Adicionalmente, além de ter aprovado novos fundos negociados em bolsa (ETF) de criptoativos (inclusive o recente ETF de Solana), a autarquia atualizou o seu entendimento sobre a admissibilidade de investimento direto nessa classe de ativo por meio de fundos constituídos no Brasil, conforme previsão na Resolução CVM nº 175/2022, com certas limitações.
Renda fixa digital e caminho via crowdfunding
Todavia, a CVM transmitiu ao mercado uma boa e uma má notícia ao editar o Ofício-Circular CVM/SSE nº 04/2023. A má notícia foi a de que, conforme o regulador, vários tokens de recebíveis ou de “renda fixa digital” têm características que os aproximam de valores mobiliários, por preencherem os requisitos do artigo 2º, IX, da Lei nº 6.385/1976 ou, pelo menos, sua estruturação se assemelha significativamente com a de operações de tokenização.
Por sua vez, a boa notícia foi a de que, em vez de proibir a oferta desses tokens ou exigir o registro de emissor e de oferta (o que traria custos impeditivos e inviabilizaria sua emissão), a CVM indicou a possibilidade de utilização das ofertas de crowdfunding, regidas atualmente pela Resolução CVM nº 88/2022.
Esta, na verdade, foi uma notícia “menos pior”, pois os limites trazidos por essa norma não atendem os anseios dos agentes de mercado, que passaram a travar um diálogo mais próximo com a autarquia para tentar superar esses limites. Enquanto a atualização normativa não vem, o Ofício-Circular CVM/SSE nº 06/2023 trouxe algum alento, ao permitir a criação de patrimônios segregados e permitir que tokenizadoras consigam contornar alguns limites quantitativos da norma de crowdfunding.
E o passado?
Porém, uma questão permanece: o que a CVM irá fazer com respeito a tokens que foram ofertados ao público em geral que, em sua essência, são valores mobiliários? A resposta óbvia seria a abertura de processos administrativos sancionadores, com a aplicação de sanções que vão desde advertência até a imposição de multas proporcionais aos valores captados.
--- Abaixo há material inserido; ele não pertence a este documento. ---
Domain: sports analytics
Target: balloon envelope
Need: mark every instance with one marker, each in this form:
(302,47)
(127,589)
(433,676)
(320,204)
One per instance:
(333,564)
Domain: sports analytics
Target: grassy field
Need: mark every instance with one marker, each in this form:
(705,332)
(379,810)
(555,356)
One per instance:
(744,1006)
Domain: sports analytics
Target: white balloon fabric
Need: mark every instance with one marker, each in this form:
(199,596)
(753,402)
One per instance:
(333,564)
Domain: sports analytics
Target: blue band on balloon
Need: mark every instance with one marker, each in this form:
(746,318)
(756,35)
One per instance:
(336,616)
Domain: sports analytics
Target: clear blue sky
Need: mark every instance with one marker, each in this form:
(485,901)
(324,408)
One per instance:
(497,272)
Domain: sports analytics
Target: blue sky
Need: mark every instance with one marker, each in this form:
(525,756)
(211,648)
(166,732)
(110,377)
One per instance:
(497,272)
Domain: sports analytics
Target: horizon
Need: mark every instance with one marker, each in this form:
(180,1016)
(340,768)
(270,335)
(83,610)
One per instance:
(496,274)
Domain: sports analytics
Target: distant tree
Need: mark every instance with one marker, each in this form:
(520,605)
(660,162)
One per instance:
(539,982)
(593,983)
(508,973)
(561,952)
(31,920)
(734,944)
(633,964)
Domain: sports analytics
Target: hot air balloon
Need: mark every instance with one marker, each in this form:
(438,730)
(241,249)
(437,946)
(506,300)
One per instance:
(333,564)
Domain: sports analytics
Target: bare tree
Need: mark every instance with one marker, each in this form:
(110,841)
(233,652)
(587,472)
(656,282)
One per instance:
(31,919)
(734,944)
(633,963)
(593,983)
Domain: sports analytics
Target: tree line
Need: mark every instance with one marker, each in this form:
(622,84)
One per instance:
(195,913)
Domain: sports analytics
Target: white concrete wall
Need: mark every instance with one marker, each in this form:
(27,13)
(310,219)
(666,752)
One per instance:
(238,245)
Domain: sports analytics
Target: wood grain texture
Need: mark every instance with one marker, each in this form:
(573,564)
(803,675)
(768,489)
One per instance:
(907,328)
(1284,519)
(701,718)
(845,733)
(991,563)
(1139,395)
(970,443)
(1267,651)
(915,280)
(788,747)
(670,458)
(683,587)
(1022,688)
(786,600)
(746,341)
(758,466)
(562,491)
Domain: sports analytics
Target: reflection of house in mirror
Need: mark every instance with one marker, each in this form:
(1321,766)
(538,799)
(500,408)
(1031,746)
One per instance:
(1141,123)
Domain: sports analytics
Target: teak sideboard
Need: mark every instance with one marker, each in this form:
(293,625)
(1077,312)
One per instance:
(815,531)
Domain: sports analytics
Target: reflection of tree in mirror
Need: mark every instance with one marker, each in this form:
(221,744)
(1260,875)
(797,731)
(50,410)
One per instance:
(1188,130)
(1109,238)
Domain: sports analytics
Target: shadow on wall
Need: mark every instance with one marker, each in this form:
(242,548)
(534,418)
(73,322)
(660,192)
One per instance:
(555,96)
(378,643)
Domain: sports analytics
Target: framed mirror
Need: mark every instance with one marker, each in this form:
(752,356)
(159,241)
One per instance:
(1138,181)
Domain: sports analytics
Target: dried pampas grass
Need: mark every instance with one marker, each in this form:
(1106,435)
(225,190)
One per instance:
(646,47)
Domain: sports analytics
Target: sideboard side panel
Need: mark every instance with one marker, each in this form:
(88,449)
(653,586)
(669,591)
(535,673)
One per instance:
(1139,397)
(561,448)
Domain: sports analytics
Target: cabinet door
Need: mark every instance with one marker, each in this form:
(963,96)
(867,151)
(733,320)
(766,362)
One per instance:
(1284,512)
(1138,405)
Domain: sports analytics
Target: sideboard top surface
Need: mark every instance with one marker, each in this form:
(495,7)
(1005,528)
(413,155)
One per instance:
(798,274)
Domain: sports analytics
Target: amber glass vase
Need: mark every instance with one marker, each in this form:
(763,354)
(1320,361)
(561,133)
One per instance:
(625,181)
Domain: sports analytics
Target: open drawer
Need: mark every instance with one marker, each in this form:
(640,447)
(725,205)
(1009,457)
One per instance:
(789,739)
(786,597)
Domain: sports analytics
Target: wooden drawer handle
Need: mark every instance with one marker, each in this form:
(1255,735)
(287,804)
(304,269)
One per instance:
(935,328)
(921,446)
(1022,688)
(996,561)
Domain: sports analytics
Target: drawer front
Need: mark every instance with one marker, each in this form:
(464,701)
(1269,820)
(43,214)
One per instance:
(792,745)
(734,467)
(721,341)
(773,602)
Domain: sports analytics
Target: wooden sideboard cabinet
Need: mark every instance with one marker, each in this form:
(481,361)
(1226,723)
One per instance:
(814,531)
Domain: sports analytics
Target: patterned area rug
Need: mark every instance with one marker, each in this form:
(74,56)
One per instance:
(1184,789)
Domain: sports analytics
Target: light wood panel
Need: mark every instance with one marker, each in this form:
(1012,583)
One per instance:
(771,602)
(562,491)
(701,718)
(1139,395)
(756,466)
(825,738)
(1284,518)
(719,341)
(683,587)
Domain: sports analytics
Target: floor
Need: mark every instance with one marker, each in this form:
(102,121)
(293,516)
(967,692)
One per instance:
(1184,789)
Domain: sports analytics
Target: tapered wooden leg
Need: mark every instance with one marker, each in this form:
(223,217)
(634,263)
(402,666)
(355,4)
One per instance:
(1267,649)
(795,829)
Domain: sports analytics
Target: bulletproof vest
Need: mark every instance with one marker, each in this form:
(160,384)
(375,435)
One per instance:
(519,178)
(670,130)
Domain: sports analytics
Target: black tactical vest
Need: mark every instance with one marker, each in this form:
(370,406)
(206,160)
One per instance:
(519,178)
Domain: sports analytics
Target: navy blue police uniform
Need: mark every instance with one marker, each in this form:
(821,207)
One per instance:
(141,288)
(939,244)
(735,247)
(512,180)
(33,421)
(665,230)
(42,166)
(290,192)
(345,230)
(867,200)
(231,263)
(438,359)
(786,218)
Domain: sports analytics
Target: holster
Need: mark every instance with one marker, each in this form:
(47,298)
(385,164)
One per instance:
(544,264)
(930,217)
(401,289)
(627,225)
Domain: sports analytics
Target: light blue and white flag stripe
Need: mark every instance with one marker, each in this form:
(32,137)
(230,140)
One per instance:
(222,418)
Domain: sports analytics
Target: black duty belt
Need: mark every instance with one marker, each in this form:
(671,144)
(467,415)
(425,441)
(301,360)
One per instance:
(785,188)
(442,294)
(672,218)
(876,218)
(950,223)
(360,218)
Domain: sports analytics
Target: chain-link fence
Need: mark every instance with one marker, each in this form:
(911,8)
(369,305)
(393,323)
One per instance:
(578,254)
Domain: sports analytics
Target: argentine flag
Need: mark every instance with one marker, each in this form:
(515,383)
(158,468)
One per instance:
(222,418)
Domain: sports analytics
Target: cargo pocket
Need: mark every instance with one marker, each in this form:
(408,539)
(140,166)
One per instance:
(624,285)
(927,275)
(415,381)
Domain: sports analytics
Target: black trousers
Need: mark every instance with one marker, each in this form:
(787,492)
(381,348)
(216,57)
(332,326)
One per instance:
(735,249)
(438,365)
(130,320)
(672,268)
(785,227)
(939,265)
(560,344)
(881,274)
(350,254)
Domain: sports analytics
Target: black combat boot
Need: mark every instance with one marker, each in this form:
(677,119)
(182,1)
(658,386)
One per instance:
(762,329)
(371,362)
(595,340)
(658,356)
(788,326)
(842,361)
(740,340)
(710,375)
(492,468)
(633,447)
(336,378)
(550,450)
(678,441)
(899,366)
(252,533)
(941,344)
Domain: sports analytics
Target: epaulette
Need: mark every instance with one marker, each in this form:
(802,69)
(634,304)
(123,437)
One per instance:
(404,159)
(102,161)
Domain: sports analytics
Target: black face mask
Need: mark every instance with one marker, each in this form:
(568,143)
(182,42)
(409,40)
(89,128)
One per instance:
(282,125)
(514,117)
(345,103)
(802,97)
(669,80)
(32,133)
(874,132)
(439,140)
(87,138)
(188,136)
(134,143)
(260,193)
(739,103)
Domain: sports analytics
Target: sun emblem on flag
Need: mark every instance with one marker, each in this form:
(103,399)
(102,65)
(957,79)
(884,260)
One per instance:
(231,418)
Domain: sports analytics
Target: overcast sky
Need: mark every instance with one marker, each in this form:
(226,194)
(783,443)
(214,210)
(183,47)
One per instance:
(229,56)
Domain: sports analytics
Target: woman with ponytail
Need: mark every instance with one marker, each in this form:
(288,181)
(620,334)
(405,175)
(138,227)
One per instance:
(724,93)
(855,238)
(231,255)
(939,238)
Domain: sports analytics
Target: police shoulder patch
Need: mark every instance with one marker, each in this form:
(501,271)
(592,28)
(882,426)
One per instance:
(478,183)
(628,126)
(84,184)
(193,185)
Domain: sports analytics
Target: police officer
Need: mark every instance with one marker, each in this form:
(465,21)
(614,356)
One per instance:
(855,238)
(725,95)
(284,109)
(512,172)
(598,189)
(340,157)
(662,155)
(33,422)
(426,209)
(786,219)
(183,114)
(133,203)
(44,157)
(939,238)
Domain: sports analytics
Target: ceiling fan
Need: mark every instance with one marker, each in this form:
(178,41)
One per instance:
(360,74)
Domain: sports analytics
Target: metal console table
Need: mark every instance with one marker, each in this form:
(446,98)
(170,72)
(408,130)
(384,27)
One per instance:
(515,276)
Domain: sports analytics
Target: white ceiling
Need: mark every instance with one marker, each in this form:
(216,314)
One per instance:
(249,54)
Esta alternativa certamente destoa da abordagem consensual adotada até aqui, mas, em uma leitura inicial, parece ser a via obrigatória exigida pelo mandato legal da CVM.
Por esta razão, como comentei anteriormente, o receito das tokenizadoras em abrir suas informações tem fundamento e cria um impasse.
Mas há esperança, tendo em vista uma situação semelhante ocorrida no passado, envolvendo a oferta pública de contratos de investimento coletivo relacionados à exploração e desenvolvimento de empreendimentos hoteleiros, os chamados condo-hotéis.
Mais particularmente, nos argumentos do voto do diretor Gustavo Tavares Borba no Processo CVM nº 19957.004122/2015-99 (caso Oliva). Embora sua decisão tenha sido acolhida por unanimidade pelo Colegiado da CVM na ocasião, seus fundamentos foram superados pelos apresentados no voto do então presidente Leonardo Gomes Pereira. Penso que é um momento oportuno para resgatar o debate travado na ocasião.
Como a CVM lidou com as ofertas irregulares de condo-hotéis?
A Lei nº 10.303/2001 ampliou o conceito de valor mobiliário para que a CVM pudesse atuar em casos de ofertas de contratos de investimento coletivo (“CIC”) como Fazendas Boi Gordo e congêneres. Entre 2001 e 2012, foram realizadas inúmeras ofertas de CIC para financiar condo-hotéis, com nenhuma atuação direta por parte da CVM [1]. Esse quadro só mudaria no final de 2013, com a edição de uma manifestação geral sobre ofertas irregulares de CIC de condo-hotéis, sem mencionar pessoas ou empresas específicas.
A partir daquele momento, a autarquia sinalizou de forma mais assertiva que, quando ofertados publicamente, estes CIC seriam valores mobiliários e, portanto, seriam necessários o registro de emissor e de oferta pública ou pedido de dispensa de registro. As ofertas prosseguiram, apesar do alerta da CVM, que editou norma específica apenas em 2015.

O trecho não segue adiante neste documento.